Sleeping on the streets is a fate we pray we'll never have to face. But for some it's a way of life. Annette Crummack and Nikki Cryer took to the streets to discover the grim realities facing the homeless...

Annette's experience...

Mac is a dour Scot in his sixties and a familiar sight around Westgate Road. His beard reaches his chest and his face is purple from over 20 years on the streets. He told me that the only way to know how it is to live on the streets is to do it. "No-one can know unless they've lived it," he said.

Nikki and I spent just half a day on the streets of Newcastle city centre, and for me it was half a day too long. I felt conspicuous and vulnerable, dressed in my most decrepit gear and without a scrap of make-up but I needn't have worried. No-one took any of notice of me. Crouched on a bin-liner outside of the Central Arcade the crowds of Christmas shoppers swept by me without a glance. Huddled outside of Monument Metro Station they tripped over me. Curled up in a doorway on Grainger Street they were oblivious to me. Or so I thought.

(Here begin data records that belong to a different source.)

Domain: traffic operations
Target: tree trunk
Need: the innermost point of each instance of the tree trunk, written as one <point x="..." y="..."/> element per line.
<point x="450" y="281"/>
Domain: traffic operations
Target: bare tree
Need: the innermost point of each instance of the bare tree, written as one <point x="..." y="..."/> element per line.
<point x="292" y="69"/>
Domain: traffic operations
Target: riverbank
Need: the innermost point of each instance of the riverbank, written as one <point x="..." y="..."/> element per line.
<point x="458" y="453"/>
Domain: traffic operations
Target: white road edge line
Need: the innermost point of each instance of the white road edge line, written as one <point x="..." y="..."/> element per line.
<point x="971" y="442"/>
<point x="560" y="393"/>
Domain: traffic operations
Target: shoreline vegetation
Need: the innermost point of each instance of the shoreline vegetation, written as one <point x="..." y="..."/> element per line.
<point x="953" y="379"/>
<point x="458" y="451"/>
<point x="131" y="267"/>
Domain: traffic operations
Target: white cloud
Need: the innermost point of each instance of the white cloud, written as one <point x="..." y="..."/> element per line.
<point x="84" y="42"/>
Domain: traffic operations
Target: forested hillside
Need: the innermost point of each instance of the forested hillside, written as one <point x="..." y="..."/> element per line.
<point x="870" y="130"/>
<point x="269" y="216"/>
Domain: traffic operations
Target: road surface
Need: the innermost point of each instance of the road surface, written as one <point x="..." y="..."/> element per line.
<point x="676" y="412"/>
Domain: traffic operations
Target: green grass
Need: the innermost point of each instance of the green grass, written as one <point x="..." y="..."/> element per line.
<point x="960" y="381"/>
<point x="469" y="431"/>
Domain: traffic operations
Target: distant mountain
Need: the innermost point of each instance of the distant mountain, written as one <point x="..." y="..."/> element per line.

When I gathered the courage to lift my head, I started to look into the faces of people approaching. Inevitably, their eyes did fall on me, and just as inevitably they balked at me blatantly eyeballing them and hurried past. (I must admit, hanging onto that eye contact longer than they wanted felt rather satisfying.)

The one person who took the time and trouble to hold my gaze even managed an awkward smile. I think I tried to return it, but after nearly three hours on cold pavements my frozen face could portray little more than a grimace. "What could you do with a fiver?" He asked softly as he passed.

 

A few minutes later the bloke came back: a well-dressed handsome 50-something.
"What would you do for a fiver?" I'd misheard him the first time.
I snapped a furious response, grabbed my carrier bag and headed for the station.
Game over.

Mac was right. Unless you've lived it you can't know. I haven't lived it, not even for half a day. Thank God I haven't lived it. I don't even want to know about it anymore…

Nikki's experience...

For just a few hours, I got a hint of what it would be like to be a beggar-just a hint. Now, I'm back in my warm home in the company of friends, and the few hours I spent on the streets of Newcastle seem a million miles away. What I did come home with was a feeling of shame. I had stepped into the shoes of a homeless person and couldn't wait to get back out of them.

It's hard to explain the impact it has on you when people walk by glancing down at you with looks of disdain on their faces. The first thing to slap you in the face is-where have all the good people of the world gone?

And what about those who cope with this type of lifestyle on a daily basis? It can only be a living hell. Suffering at the mercy of loneliness must be one of the hardest factors facing the homeless, without family and friends, only a seemingly heartless public is left.

Like so many, I've walked past countless beggars and looked away to save myself from feeling bad. Pretending I haven't seen them, blocking them out. But they, like us, need the warmth of human nature and a passing smile does no harm at all.

The reality is hard. No, we can't give money to every beggar or homeless person we walk past: we don't know whether that money will feed them a meal or a habit. What we can do is be supportive towards those less fortunate than ourselves.

Do we really believe that the majority of homeless chose this fate? The painful truth is that most of them didn't. It's through misfortune that so many have ended up on the street and just because they have no address doesn't mean that they're any less human. One more numbingly awful point I would like to make is that it could happen to anybody.